総論
- 日本産業洗浄協議会 企画委員会 副委員長
- 森合精機株式会社 常務取締役 森合 主税
自動車産業の大きな発展がある一方で環境関連の課題も多い。一つは排ガスの問題でその削減に業界各社は真剣に取り組んでいる。第2の課題に、鉱物資源の埋蔵量枯渇の恐れに対処する自動車のリサイクル・リビルトルートの充実があり、そこでは使用済み部品の洗浄の効率化が重要になる。第3の課題は自動車生産工程で行われる洗浄におけるVOC排出抑制の実施である。また新たな傾向として、従来は重量測定で済んでいた汚れが大きさや個数まで管理の対象になってきた。
技術論文
- 株式会社 デンソー 生産技術開発部 主任部員
- 柳川 敬太
自動車部品は小型、精密化が進み、洗浄の重要性が高まりつつある。洗浄と地球環境との関わりも深く、洗浄工程を設計するには「品質」「コスト」に加え「環境」に優しい洗浄方法を選択しなければならない。そのためには洗浄に要求される品質を定量的に見極めることが重要である。特に湿式洗浄では省エネやVOC対策などの環境負荷低減の取り組みが必要とされ、自動車部品の製造工程に導入した環境に優しい洗浄事例や考え方を示した。
- ユケン工業株式会社 技術部 部長
- 武田 龍一
鍍金(めっき)前処理洗浄は鍍金に適するように処理物物表面を洗浄(清浄化)し、活性化することを目的とする。その前処理は水系が主流であり、洗浄薬剤による化学作用と超音波などの物理作用を効果的に組み合わせる。付着汚れは有機系汚れの油のほか溶接部に発生する半焼け油や研磨材と金属粉が混ざり合ったバフカスも対象となる。また、各種合金の種類別に適正な薬剤や工法を施す必要があり、その処理条件や留意点について解説した。
- アルファ・ラバル株式会社 湘南センター プロセス機器営業部 課長
- 青木 裕
デイスク型遠心分離機は、高遠心力によりエマルジョン相もオイルと水に分けられ、1ミクロン以下の微粒子も除去できるものである。本稿ではその歴史、概要を述べた後、水系・アルカリ系洗浄液のリサイクルに応用した事例として、基板メーカーでは3日毎に交換していた洗浄液が6年間そのまま使用できた例や、自動車メーカーでは洗浄液中の油分や固形分濃度が顕著に減少し、長期間安定な洗浄が可能になった例などを紹介した。
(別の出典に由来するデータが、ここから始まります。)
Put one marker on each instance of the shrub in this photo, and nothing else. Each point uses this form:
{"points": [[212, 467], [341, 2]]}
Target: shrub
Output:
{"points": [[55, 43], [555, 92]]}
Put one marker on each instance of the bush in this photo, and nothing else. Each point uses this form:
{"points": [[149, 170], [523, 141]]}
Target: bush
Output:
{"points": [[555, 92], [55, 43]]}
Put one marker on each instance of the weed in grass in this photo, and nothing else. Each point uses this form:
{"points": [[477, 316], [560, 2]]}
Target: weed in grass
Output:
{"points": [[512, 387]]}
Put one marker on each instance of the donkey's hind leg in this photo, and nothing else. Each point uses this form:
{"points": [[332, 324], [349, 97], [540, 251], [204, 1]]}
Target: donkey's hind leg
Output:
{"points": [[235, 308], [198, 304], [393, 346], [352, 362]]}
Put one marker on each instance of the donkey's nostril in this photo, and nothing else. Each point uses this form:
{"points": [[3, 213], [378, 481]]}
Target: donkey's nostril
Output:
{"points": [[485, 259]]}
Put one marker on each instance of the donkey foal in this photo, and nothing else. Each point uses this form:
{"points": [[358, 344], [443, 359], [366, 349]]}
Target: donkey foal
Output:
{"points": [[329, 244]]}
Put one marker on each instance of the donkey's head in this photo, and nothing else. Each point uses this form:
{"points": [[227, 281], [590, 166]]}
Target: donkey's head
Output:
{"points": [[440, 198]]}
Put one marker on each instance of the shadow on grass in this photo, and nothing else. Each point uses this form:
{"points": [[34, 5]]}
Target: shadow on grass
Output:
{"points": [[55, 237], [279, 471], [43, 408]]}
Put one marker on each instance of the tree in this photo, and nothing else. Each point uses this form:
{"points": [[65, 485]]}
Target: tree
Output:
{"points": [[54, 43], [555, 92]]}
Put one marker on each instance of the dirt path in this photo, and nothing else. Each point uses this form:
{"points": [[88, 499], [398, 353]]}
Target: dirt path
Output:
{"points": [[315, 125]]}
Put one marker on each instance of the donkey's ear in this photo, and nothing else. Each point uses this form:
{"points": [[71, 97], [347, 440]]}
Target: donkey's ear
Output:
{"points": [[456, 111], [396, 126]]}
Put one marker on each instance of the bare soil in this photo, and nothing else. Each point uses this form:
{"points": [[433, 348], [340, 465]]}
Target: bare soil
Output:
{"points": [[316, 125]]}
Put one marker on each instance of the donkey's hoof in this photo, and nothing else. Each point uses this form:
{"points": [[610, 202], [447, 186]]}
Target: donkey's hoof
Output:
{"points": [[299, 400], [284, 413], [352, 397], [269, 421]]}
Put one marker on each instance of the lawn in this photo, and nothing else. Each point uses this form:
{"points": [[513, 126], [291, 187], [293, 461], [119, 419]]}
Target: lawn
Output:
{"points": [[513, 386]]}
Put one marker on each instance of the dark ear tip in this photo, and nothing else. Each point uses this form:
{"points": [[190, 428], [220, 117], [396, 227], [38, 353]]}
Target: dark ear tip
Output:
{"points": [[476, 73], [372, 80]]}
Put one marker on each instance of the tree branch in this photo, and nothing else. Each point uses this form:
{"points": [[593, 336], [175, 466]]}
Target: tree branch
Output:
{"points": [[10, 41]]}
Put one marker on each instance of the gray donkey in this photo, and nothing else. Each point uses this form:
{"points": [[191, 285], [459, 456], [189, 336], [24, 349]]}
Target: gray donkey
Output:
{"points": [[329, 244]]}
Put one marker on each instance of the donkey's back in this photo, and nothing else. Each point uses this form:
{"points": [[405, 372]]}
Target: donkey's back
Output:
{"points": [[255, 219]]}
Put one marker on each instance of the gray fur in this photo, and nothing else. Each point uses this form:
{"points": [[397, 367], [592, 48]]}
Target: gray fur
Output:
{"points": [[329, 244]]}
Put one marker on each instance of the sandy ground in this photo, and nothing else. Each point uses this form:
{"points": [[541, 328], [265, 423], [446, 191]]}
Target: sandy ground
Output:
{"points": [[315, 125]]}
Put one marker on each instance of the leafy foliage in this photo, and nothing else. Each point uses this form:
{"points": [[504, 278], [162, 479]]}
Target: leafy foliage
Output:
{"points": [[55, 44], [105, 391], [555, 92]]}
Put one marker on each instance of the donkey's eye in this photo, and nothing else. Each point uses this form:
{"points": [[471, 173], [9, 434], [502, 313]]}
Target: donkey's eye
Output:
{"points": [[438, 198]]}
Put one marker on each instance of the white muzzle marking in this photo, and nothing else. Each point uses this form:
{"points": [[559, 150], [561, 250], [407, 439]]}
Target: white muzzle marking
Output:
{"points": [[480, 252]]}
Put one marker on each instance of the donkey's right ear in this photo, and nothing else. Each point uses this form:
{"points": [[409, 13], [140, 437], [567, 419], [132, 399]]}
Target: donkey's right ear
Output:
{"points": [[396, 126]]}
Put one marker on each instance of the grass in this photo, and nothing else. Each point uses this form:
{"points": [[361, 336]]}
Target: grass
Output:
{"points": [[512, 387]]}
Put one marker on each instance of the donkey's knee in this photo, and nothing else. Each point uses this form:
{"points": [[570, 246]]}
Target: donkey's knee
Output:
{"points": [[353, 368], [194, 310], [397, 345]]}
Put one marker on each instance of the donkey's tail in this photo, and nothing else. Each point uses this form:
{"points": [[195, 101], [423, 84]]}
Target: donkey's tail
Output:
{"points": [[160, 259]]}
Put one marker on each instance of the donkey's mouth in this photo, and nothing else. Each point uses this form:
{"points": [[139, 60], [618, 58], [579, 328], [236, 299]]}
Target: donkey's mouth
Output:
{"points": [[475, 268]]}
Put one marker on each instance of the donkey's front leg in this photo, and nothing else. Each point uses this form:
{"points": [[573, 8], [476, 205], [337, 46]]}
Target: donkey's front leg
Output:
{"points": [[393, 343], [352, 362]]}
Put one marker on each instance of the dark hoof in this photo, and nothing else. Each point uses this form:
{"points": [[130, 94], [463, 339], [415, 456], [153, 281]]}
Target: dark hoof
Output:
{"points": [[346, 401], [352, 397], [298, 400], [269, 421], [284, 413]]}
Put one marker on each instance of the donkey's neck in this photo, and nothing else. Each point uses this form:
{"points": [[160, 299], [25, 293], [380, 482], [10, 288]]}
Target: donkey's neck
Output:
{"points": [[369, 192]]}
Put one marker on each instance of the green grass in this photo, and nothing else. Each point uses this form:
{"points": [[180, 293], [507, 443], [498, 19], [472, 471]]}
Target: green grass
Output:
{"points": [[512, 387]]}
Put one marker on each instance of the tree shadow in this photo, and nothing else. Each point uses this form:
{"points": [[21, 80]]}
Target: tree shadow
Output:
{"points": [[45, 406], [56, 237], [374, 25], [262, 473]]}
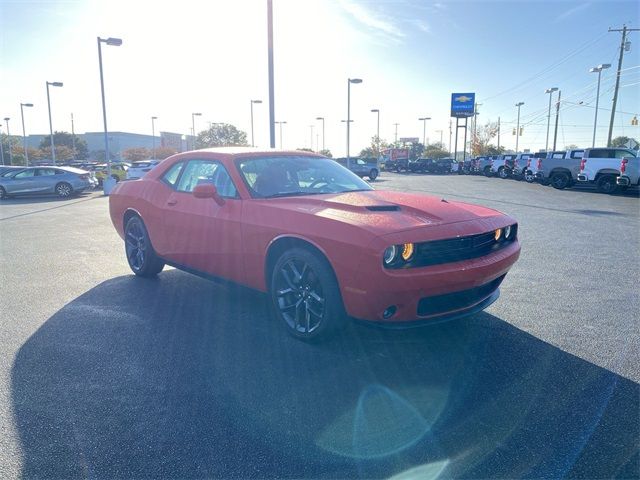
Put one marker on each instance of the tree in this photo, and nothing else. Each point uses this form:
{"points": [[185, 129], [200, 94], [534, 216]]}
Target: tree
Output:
{"points": [[483, 135], [67, 140], [221, 135], [136, 153], [377, 145], [621, 141], [493, 150]]}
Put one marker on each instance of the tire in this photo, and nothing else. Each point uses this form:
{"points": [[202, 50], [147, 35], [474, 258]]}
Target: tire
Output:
{"points": [[560, 180], [63, 190], [607, 184], [305, 296], [141, 257]]}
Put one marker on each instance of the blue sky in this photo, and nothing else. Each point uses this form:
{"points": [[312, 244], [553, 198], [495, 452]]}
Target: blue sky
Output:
{"points": [[188, 56]]}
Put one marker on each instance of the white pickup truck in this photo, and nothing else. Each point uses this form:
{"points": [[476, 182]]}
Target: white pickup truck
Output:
{"points": [[601, 166], [629, 172]]}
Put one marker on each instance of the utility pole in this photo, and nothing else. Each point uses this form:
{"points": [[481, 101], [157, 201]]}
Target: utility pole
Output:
{"points": [[615, 93], [555, 134]]}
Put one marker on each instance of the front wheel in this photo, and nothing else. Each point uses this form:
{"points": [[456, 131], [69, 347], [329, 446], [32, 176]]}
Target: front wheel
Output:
{"points": [[305, 295], [63, 190], [607, 184], [142, 259]]}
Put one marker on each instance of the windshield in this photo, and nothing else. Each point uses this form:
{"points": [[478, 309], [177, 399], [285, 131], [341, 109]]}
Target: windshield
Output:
{"points": [[292, 175]]}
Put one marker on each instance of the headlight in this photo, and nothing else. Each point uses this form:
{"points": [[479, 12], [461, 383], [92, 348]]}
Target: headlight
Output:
{"points": [[407, 251], [390, 254]]}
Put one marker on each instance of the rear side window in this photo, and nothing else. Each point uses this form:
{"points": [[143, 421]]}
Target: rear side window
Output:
{"points": [[170, 177]]}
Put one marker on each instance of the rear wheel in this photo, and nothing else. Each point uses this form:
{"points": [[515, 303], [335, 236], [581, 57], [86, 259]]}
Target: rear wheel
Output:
{"points": [[142, 259], [63, 190], [560, 180], [305, 295], [607, 184]]}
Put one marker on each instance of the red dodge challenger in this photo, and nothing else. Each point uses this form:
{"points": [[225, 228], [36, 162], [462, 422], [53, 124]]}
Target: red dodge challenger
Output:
{"points": [[318, 239]]}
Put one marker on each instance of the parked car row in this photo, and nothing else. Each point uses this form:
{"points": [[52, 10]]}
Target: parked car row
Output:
{"points": [[608, 169], [66, 180]]}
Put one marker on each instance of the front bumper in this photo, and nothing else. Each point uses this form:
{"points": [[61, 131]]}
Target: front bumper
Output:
{"points": [[452, 289]]}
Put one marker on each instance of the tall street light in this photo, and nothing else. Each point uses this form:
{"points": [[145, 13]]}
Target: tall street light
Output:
{"points": [[424, 129], [280, 127], [53, 149], [108, 182], [252, 102], [377, 111], [519, 104], [24, 135], [153, 137], [193, 128], [598, 69], [349, 82], [6, 119], [550, 92], [322, 118]]}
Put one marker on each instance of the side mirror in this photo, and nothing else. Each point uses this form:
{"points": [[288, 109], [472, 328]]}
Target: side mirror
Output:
{"points": [[207, 190]]}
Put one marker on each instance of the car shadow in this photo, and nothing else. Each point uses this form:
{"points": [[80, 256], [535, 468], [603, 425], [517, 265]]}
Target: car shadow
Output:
{"points": [[180, 377]]}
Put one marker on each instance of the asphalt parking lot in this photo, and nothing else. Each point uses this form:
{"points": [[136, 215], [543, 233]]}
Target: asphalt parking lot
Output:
{"points": [[106, 375]]}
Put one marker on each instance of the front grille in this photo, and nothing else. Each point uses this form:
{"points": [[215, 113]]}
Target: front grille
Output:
{"points": [[456, 249], [457, 300]]}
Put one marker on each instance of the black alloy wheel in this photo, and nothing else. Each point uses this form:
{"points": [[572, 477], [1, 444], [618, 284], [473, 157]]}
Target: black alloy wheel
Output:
{"points": [[142, 259], [305, 295]]}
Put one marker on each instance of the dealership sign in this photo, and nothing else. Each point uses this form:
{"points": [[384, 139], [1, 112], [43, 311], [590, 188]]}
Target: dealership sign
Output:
{"points": [[462, 104]]}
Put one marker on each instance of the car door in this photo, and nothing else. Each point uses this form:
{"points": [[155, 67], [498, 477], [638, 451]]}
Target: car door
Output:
{"points": [[22, 182], [199, 232]]}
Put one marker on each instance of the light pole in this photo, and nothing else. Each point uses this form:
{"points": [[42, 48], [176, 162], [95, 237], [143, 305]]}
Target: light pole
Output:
{"points": [[252, 102], [598, 69], [280, 127], [153, 137], [24, 135], [193, 128], [108, 182], [53, 149], [550, 92], [349, 82], [6, 119], [424, 129], [322, 118], [519, 104]]}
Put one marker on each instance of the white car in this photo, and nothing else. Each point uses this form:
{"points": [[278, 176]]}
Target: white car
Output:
{"points": [[140, 168]]}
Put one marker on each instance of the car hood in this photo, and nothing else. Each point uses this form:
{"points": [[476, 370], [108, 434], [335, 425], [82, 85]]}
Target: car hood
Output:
{"points": [[383, 212]]}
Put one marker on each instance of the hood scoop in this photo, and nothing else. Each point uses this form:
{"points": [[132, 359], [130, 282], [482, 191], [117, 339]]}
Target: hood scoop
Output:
{"points": [[383, 208]]}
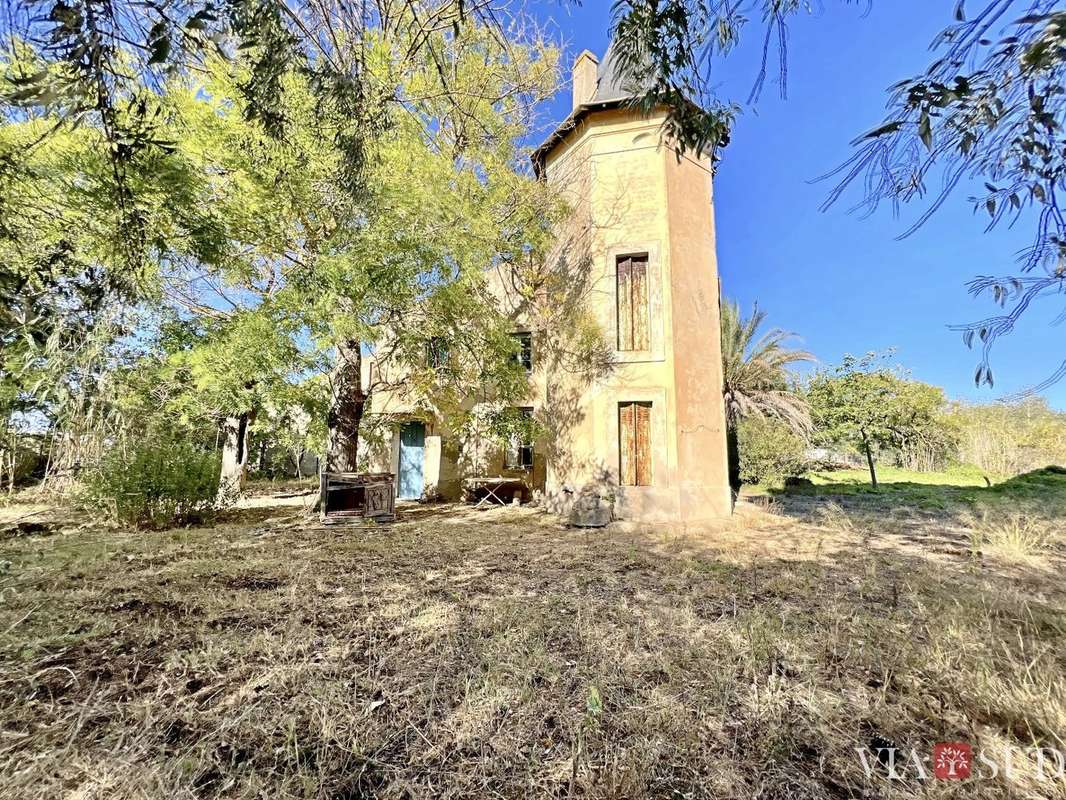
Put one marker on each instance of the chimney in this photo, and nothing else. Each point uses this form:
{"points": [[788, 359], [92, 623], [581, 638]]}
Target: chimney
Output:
{"points": [[584, 77]]}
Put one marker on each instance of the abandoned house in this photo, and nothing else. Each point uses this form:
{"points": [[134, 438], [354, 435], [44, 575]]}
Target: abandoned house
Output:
{"points": [[647, 434]]}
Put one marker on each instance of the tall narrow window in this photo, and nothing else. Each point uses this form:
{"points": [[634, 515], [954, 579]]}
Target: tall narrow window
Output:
{"points": [[632, 286], [523, 352], [518, 453], [634, 444], [436, 352]]}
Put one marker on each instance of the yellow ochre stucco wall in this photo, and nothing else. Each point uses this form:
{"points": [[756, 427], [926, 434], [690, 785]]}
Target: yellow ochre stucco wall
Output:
{"points": [[630, 194]]}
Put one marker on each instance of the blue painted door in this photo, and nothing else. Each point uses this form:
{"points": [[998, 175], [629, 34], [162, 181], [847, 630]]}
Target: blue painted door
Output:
{"points": [[412, 454]]}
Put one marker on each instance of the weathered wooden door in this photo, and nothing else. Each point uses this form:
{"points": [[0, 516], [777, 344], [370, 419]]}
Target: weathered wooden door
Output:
{"points": [[634, 444], [412, 457]]}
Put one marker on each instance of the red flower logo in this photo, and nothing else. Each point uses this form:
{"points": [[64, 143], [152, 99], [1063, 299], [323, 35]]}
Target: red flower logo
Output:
{"points": [[952, 761]]}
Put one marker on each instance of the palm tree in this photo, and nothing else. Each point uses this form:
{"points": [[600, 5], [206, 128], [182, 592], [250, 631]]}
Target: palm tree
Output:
{"points": [[756, 372]]}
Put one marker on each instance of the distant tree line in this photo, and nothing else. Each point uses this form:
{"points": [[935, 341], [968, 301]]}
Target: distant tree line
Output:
{"points": [[866, 410]]}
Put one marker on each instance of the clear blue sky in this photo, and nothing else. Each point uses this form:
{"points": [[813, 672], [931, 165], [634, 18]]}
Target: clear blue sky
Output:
{"points": [[841, 282]]}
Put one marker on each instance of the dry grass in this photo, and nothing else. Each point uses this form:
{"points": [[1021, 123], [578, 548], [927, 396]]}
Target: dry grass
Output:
{"points": [[497, 654], [1017, 537]]}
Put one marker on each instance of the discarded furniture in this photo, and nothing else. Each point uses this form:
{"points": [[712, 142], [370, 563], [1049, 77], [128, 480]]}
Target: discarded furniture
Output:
{"points": [[500, 490], [351, 496]]}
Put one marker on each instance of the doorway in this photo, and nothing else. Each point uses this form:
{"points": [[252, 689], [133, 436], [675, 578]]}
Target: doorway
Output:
{"points": [[409, 479]]}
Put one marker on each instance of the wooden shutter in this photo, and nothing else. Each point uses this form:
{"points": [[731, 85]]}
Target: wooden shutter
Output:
{"points": [[625, 304], [632, 299], [634, 444]]}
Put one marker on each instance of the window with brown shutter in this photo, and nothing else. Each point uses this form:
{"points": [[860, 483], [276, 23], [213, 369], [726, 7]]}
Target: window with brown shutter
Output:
{"points": [[634, 444], [632, 288]]}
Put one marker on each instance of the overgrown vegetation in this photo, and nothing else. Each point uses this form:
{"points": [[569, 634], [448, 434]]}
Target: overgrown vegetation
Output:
{"points": [[158, 482]]}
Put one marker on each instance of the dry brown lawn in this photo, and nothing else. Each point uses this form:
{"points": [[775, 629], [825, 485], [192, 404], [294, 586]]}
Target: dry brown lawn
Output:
{"points": [[500, 654]]}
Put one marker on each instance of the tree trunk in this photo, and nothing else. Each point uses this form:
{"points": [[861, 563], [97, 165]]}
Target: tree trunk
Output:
{"points": [[866, 446], [732, 454], [346, 404], [235, 456]]}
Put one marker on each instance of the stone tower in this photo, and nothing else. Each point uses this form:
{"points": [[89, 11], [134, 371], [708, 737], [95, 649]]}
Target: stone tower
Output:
{"points": [[649, 433]]}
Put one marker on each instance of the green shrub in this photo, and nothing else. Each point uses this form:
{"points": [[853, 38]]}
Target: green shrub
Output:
{"points": [[157, 483], [769, 450]]}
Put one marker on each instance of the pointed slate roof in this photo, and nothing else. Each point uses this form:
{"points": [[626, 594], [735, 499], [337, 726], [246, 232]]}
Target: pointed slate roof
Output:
{"points": [[611, 92]]}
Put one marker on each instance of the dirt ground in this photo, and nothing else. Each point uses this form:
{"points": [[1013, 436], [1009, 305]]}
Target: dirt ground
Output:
{"points": [[480, 654]]}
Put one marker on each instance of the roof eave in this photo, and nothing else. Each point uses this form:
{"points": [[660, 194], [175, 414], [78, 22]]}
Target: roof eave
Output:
{"points": [[571, 122]]}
最後にアルファ・ラバル洗浄液用遠心分離システムについて説明した。
- みずほ情報総研株式会社 環境・資源エネルギー部 シニアコンサルタント
- 和田 宇生
使用済み自動車の部品再利用は、地球環境への配慮や資源の有効利用にとって重要であり、今後の国内市場拡大が期待される。 部品には多様な汚れが付着しており、特にアルミ材の変色防止、洗浄時間の短縮、固着カーボンの除去などが課題となっている。これらの課題に対して、高圧ジェット洗浄、バクテリア洗浄による解決の可能性を検討した。 今後は、洗浄技術の向上、技術情報の普及などが望まれる。
- 株式会社 パーカーコーポレーション 化学品本部 技師長
- 関輪 政弘
パーツユニットは自動車メーカーの他、各パーツメーカーで分業化されているが、本稿では自動車メーカーで生産されている部品を主にその生産過程における洗浄について解説した。 自動車の生産ラインでは、様々な箇所で洗浄が行われている。その代表的な洗浄ポイント、洗浄剤の種類と使用条件について、中間洗浄、最終洗浄、熱処理前後、溶接前後、塗装前の洗浄の各工程に分けて適用事例を明らかにした。また、洗浄剤ごとの性状、適用材質、洗浄方式、特徴などを詳細なリストとしてまとめた。